Aliás, podemos aventar a ideia de que essas estruturas arcaicas da sociedade egípcia tinham, em função de suas crenças, um amplo horizonte de possibilidades existenciais relacionadas aos templos dedicados em que escribas e sacerdotes dedicavam-se aos seus deuses. E, por isso, tinham pesquisas de uma maior profundidade quanto aos termos de uma existência humana em que a maior parte da tecnologia poderia ser chamada de cognitiva. Afinal, a maior transformação iniciada pela consciência de humanidade se encontrava desperta há poucos milhares de anos.

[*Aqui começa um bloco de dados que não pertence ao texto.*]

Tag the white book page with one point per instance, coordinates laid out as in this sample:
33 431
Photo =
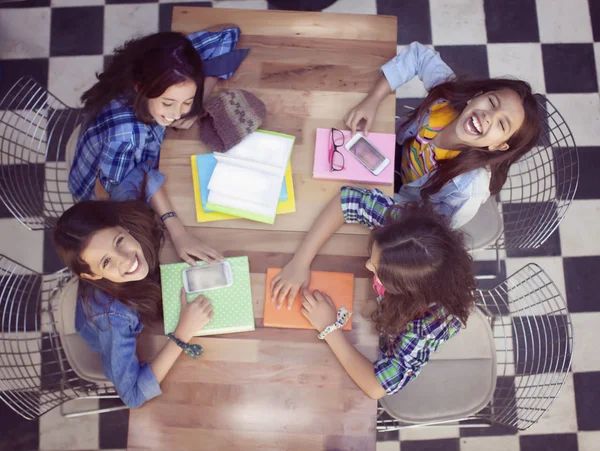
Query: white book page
272 150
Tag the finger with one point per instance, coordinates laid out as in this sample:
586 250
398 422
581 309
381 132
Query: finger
283 294
187 258
292 297
277 286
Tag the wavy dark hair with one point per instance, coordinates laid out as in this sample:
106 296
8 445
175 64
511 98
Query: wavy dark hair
457 93
422 260
74 231
144 69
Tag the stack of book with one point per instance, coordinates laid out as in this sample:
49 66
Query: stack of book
252 180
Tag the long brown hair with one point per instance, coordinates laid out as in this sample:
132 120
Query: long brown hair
457 93
74 231
422 261
144 69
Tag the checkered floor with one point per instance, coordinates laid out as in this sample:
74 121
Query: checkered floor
553 44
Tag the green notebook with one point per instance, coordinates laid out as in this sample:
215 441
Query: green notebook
232 306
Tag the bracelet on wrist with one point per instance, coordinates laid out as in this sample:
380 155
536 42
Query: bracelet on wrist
170 214
343 316
193 350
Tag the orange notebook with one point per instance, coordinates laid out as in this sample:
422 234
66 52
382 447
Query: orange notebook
338 285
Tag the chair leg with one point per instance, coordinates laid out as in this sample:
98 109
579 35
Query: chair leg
93 411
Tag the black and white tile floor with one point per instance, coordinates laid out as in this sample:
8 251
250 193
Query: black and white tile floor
553 44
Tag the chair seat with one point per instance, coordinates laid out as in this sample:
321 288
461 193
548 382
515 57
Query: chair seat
485 228
86 363
458 381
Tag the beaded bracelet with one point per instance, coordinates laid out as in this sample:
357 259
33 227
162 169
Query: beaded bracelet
192 350
170 214
343 316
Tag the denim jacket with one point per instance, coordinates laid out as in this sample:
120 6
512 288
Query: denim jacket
460 198
110 328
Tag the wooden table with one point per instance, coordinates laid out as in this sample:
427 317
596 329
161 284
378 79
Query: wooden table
276 389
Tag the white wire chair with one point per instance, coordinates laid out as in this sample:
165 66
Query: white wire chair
533 341
35 373
537 194
35 127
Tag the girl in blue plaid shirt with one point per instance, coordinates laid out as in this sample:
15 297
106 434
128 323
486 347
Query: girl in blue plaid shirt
421 273
154 82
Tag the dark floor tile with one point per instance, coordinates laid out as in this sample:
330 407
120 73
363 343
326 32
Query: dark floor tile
113 425
523 221
569 68
468 60
550 442
18 433
25 4
588 186
587 400
12 70
581 283
595 16
77 31
511 21
447 444
414 22
165 13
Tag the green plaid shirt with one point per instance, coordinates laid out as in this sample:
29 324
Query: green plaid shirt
411 349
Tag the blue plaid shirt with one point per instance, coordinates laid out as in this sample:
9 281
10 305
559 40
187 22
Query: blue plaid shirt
116 142
411 349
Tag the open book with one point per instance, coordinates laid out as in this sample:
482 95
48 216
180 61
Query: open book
247 180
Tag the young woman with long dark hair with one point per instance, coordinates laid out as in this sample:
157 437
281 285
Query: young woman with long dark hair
113 247
151 83
458 145
422 276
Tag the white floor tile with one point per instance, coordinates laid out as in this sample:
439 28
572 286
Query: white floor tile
429 433
551 265
522 60
123 22
564 22
585 332
24 33
353 7
582 115
588 440
387 446
70 76
241 4
500 443
455 22
58 432
561 417
24 246
579 233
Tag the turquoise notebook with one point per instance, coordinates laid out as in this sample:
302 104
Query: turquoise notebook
206 163
232 306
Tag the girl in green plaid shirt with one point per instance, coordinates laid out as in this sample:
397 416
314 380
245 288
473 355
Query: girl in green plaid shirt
422 275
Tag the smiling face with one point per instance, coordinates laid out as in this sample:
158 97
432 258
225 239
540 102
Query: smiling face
490 119
113 254
175 102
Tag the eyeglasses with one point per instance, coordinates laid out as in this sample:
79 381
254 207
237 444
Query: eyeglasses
336 158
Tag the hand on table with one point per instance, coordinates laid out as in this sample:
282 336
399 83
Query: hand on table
293 277
189 247
364 111
194 316
319 309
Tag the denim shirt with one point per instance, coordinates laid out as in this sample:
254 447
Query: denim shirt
461 197
110 328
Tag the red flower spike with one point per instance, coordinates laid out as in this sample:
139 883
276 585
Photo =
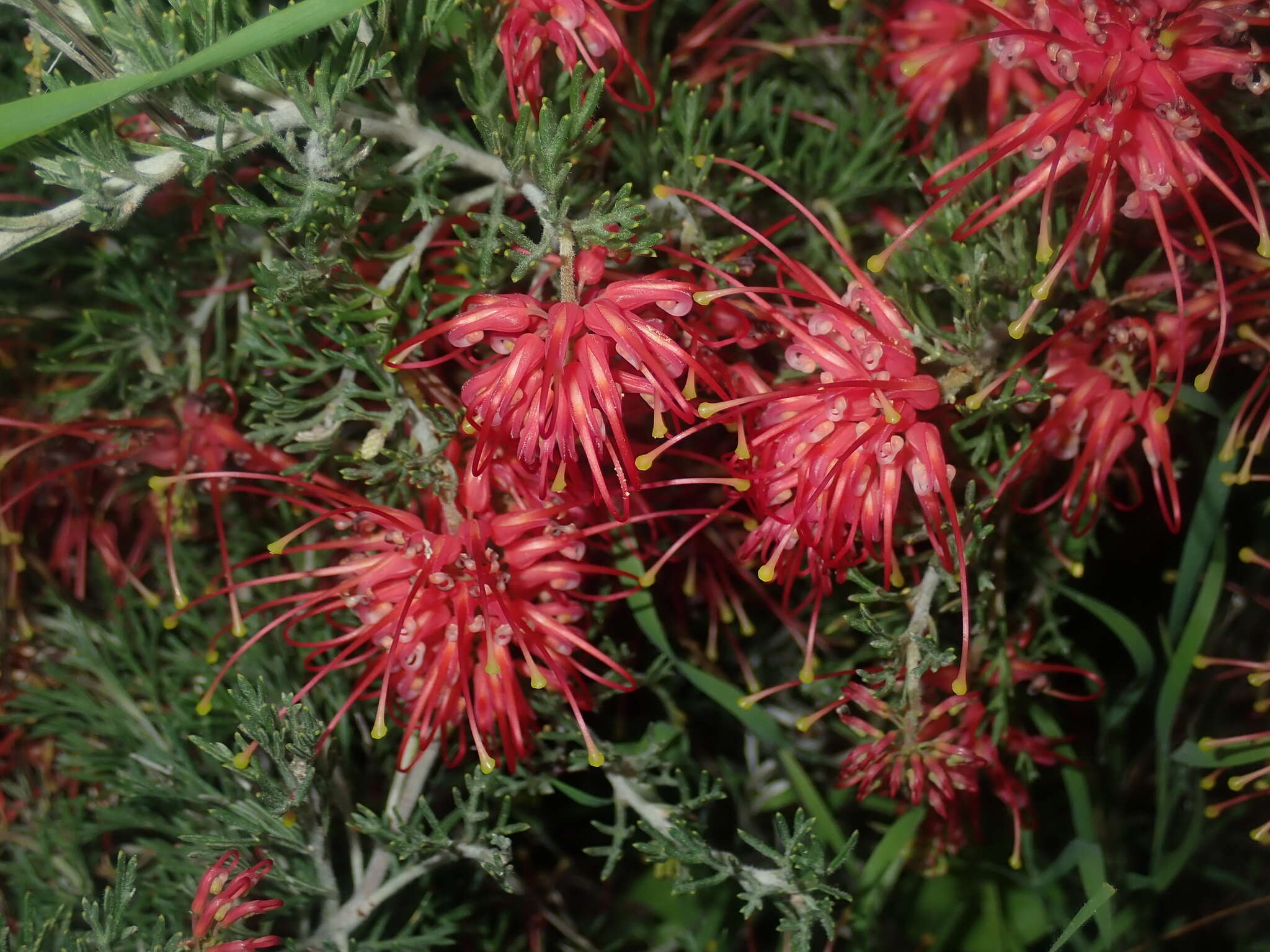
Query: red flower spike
1127 108
221 902
450 620
580 32
553 391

Ou ainda, naquela região do mundo, entre o deserto líbio e o Estreito de Gibraltar, algo de especial acontecia por volta do terceiro milênio a.C., mas já tendo origens muito remotas na história da humanidade, como num primeiro eclipse de um tempo de uma mesma forma primitivo e altamente sofisticado em tecnologias, pois, como entendemos, o ser humano já havia domesticado alguns animais e se tornado sedentário nesse espaço transcorrido de dez milênios, constituindo assentamentos humanos que possibilitaram a produção em série de utensílios em cerâmica, como atesta a cultura de el-Omari, no Norte, e a cultura de Nagada I, no Sul do Nilo, entre o quinto e quarto milênio a.C. quando se desenvolve uma gama de atividades que “passam a adquirir um estatuto de subsistência econômica, especialmente a cerâmica, produção têxtil e metalurgia”, conforme podemos ler em A evolução da arquitectura tumular egípcia: da pré-História às pirâmides, de Eugénio José Castro Giesta, pela Universidade de Lisboa, página 03.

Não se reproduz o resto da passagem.